In the span of one week, SolveTO was featured on five media outlets:
- CBC Metro Morning, live radio interview about AI-powered civic reporting
- Global News Toronto, TV segment on the evening news
- Toronto Today, in-depth written piece on howI SolveTO works
- Now Toronto, interview about the platform and its impact
- Ben Mulroney Show, national radio/podcast segment
What they asked about
Every interviewer wanted to know the same things:
“Why did you build this?” Because reporting a pothole to the City of Toronto takes 5 pages and 20+ form fields. SolveTO does a new issue a 30 second and adding your voice to an existing issue is a 15 second process.
“How does the AI work?” You snap a photo. The AI analyzes it, identifies the issue type, estimates severity, and drafts a professional report. Then it goes directly to 311 and your ward councillor.
“What about the councillor scores?” This was the toughest question. I explained that SolveTO complements the city, it doesn’t compete with it. The scores are based on publicly available data and community reports. They help residents understand how responsive their representatives are.
The side-by-side video
I recorded a comparison video, reporting the same pothole through SolveTO (left) and through toronto.ca (right), side by side.

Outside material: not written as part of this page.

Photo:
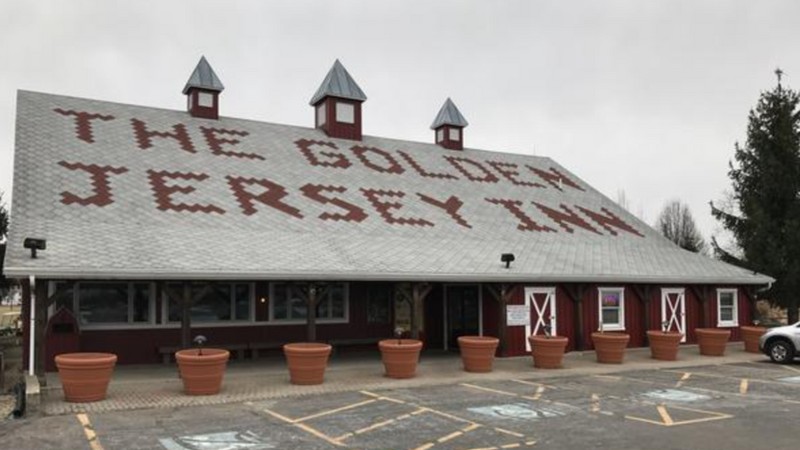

SolveTO: 2 taps, 30 seconds, report sent to 311 AND councillor.
Toronto.ca: 5 pages, 20+ fields, 3-5 minutes, report goes to 311 only.
That video resonated more than anything else I shared.
What I learned
Media coverage validates the idea, but it doesn’t build the product. The day after CBC, I was back writing code. The coverage brought attention. The product has to keep earning it.